Lyrics & Knowledge Personal Pages Record Shop Auction Links Radio & Media Kids Membership Help
The Mudcat Cafesj

Post to this Thread - Sort Descending - Printer Friendly - Home

Lyr Req/Add: The Valiant Soldier (Pete Seeger)

GUEST,Lynn Koch 16 Feb 08 - 09:50 PM
Joe Offer 16 Feb 08 - 11:14 PM
Joe Offer 17 Feb 08 - 01:37 AM
GUEST,Lynn Koch 17 Feb 08 - 06:53 AM
Susan of DT 17 Feb 08 - 09:15 AM
Share Thread
Lyrics & Knowledge Search [Advanced]
DT  Forum
Sort (Forum) by:relevance date
DT Lyrics:

Subject: Lyr Req: The Valiant Soldier (Pete Seeger's vers)
From: GUEST,Lynn Koch
Date: 16 Feb 08 - 09:50 PM

Here's another one. I'm transcribing Pete Seeger's version of "The Valiant Soldier" from "Champlain Valley Songs" (Folkways), and I can't figure out one word in the first verse:

"'Tis of a valiant soldier who lately came from war.
He courted a baron's daughter of honor *duke* and fair..."

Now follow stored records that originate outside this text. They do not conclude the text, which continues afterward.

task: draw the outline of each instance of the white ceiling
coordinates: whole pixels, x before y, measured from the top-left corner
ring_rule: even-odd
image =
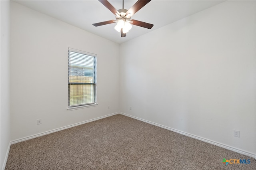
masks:
[[[97,0],[16,0],[15,2],[87,32],[118,43],[144,34],[225,1],[152,0],[134,15],[132,19],[154,25],[151,30],[132,26],[126,37],[114,29],[116,24],[94,27],[92,24],[115,20],[115,15]],[[117,10],[122,0],[109,0]],[[136,0],[125,0],[129,9]]]

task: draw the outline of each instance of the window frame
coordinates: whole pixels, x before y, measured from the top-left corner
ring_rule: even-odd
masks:
[[[95,73],[95,75],[94,75],[93,77],[93,83],[74,83],[70,82],[70,51],[73,53],[78,53],[80,54],[84,55],[87,57],[93,57],[94,60],[94,65],[93,69],[93,73]],[[68,111],[71,111],[73,110],[76,110],[78,109],[83,109],[86,107],[90,107],[96,106],[98,105],[97,103],[97,55],[92,53],[88,53],[81,50],[79,50],[76,49],[74,49],[71,48],[68,48],[68,107],[67,110]],[[94,94],[94,101],[92,103],[90,103],[88,104],[82,104],[75,105],[70,105],[70,86],[72,85],[93,85],[93,94]]]

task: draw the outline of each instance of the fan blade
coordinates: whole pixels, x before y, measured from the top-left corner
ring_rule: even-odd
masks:
[[[104,21],[103,22],[98,22],[98,23],[93,24],[94,26],[98,27],[98,26],[101,26],[104,25],[109,24],[110,24],[114,23],[116,21],[115,20],[110,20],[109,21]]]
[[[134,14],[141,9],[143,6],[145,6],[147,4],[150,2],[151,0],[139,0],[134,4],[126,12],[126,15],[130,13],[130,16],[133,15]]]
[[[106,7],[111,12],[112,12],[113,14],[116,15],[116,13],[117,13],[118,14],[119,14],[119,12],[118,11],[118,10],[113,6],[107,0],[98,0],[100,3],[103,4],[103,5]]]
[[[139,26],[140,27],[144,27],[148,29],[151,29],[152,27],[153,27],[153,26],[154,26],[154,25],[151,24],[147,23],[146,22],[144,22],[142,21],[138,21],[135,20],[131,20],[131,21],[133,22],[130,22],[131,24]]]

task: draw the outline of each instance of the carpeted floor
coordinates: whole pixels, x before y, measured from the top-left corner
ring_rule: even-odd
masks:
[[[256,170],[256,161],[117,115],[12,144],[5,169]]]

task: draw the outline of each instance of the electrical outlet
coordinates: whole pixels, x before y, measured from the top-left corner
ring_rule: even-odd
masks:
[[[36,123],[37,125],[42,124],[42,119],[39,119],[36,120]]]
[[[236,137],[240,137],[240,132],[238,130],[234,130],[234,136]]]

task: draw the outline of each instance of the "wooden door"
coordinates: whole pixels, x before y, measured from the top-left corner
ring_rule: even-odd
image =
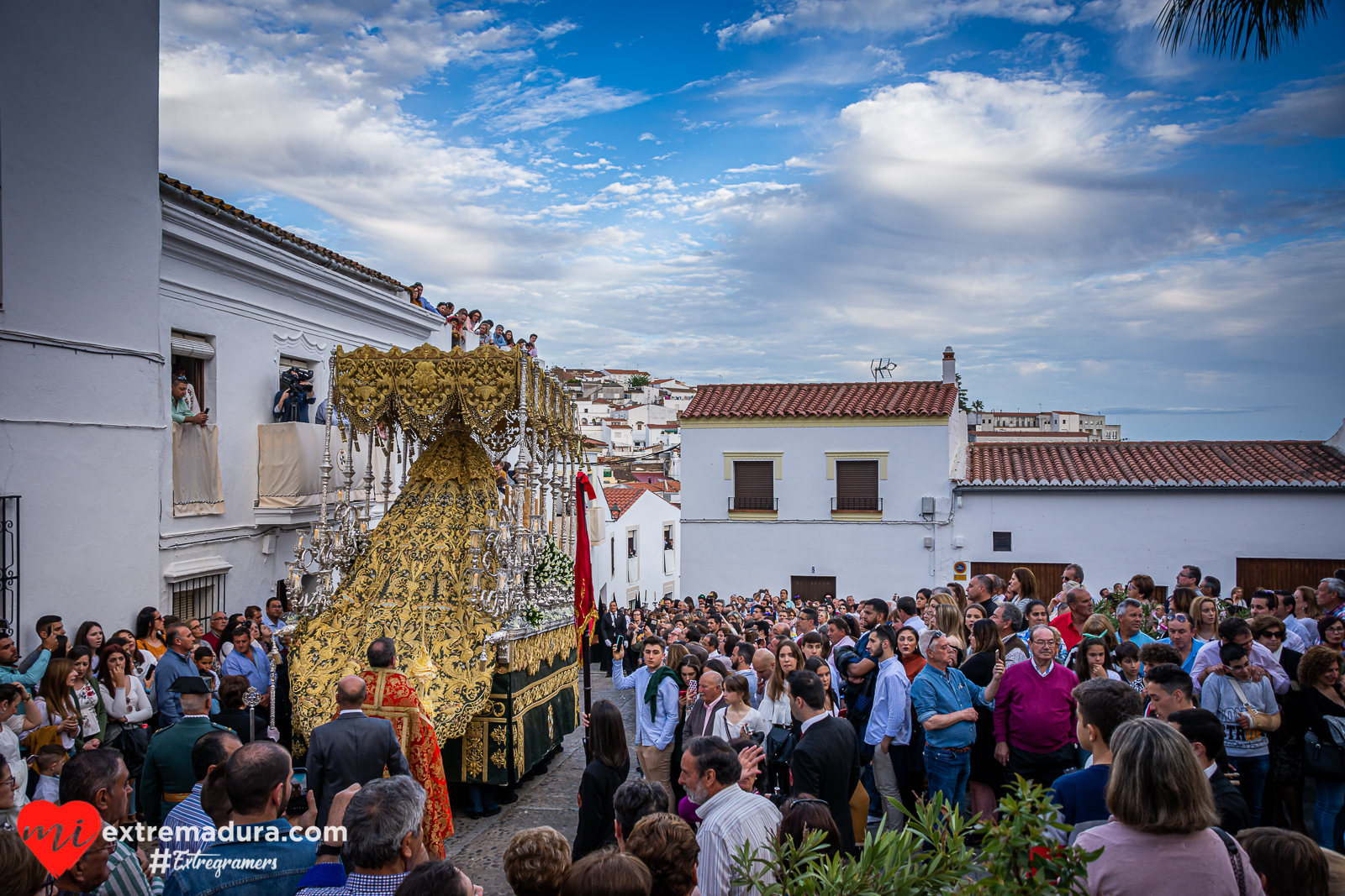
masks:
[[[791,575],[790,594],[799,595],[804,602],[822,603],[830,594],[837,594],[837,578],[834,575]]]
[[[1032,570],[1032,574],[1037,578],[1037,599],[1045,603],[1050,603],[1050,599],[1060,594],[1060,578],[1065,572],[1068,563],[972,563],[968,572],[970,576],[974,575],[997,575],[1005,582],[1013,575],[1013,571],[1018,567]],[[966,584],[966,583],[963,583]],[[1089,583],[1089,591],[1096,594],[1092,584]],[[1107,583],[1108,586],[1111,583]],[[1100,587],[1100,584],[1099,584]]]
[[[1336,575],[1345,567],[1345,560],[1307,560],[1287,557],[1237,557],[1237,587],[1244,596],[1251,596],[1256,588],[1271,591],[1293,591],[1301,584],[1313,588],[1322,579]],[[1224,596],[1232,591],[1224,584]]]

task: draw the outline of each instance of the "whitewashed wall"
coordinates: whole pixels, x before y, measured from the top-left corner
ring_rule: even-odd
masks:
[[[284,514],[254,509],[257,426],[273,419],[281,355],[311,363],[321,402],[334,347],[409,349],[429,341],[447,349],[448,334],[438,314],[412,306],[405,293],[320,267],[202,214],[168,191],[163,227],[161,337],[167,343],[178,329],[206,336],[215,347],[215,357],[206,363],[204,403],[219,426],[225,513],[174,519],[167,458],[159,482],[164,508],[159,564],[161,570],[230,564],[227,603],[235,611],[274,594],[285,562],[293,557],[296,532],[307,529],[313,516],[284,521],[276,519]],[[316,410],[317,403],[309,406],[311,420]],[[168,606],[167,582],[160,582],[159,600]]]
[[[666,584],[672,583],[672,596],[679,599],[682,591],[682,512],[650,492],[644,492],[631,508],[613,521],[612,510],[607,505],[607,497],[594,480],[594,490],[599,493],[597,504],[603,508],[605,537],[601,544],[592,547],[590,562],[593,564],[593,596],[603,596],[604,606],[616,600],[623,607],[631,606],[627,595],[631,588],[640,592],[640,602],[648,606],[658,603],[667,592]],[[663,525],[672,524],[674,566],[672,572],[666,574],[663,566]],[[638,528],[639,535],[639,579],[627,582],[625,533],[629,528]],[[616,539],[616,566],[612,572],[612,551]],[[605,591],[604,591],[605,588]]]
[[[950,430],[929,426],[701,429],[682,426],[683,592],[751,594],[790,587],[791,575],[834,575],[855,598],[915,591],[951,576]],[[878,481],[882,521],[831,520],[827,451],[888,451]],[[783,451],[776,521],[730,521],[725,451]],[[920,498],[936,498],[932,521]],[[924,539],[935,540],[935,549]],[[944,576],[944,578],[939,578]]]
[[[976,562],[1080,563],[1095,591],[1139,572],[1171,588],[1177,571],[1193,563],[1227,594],[1237,557],[1341,556],[1345,493],[964,489],[954,532],[964,539],[958,555],[972,571]],[[993,551],[991,532],[1011,532],[1013,551]]]
[[[23,650],[44,613],[159,594],[157,164],[159,4],[0,4],[0,493],[23,498]]]

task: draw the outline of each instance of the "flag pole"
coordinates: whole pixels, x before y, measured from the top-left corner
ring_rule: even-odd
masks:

It sure sounds like he's singing 'duke'there. Does anyone know for sure?

Lynn Koch

Post - Top - Home - Printer Friendly - Translate

Subject: Add Version: The Valiant Soldier (Hinton)
From: Joe Offer
Date: 16 Feb 08 - 11:14 PM

Well, I found Sam Hinton's version, from his album titled The Song of Men:


Oh, I'll tell you of the soldier, that lately cane from war,
He courted a lady so rare and so fair,
Her riches was so great, they scarcely could be told
But still she loved her soldier because he was so bold.

As they vent to the church, and returned home again
There they saw her father and seven armed men
"Oh," cried the lady, "I fear we'll both be slain!"
"Fear nothing at all," said the soldier again.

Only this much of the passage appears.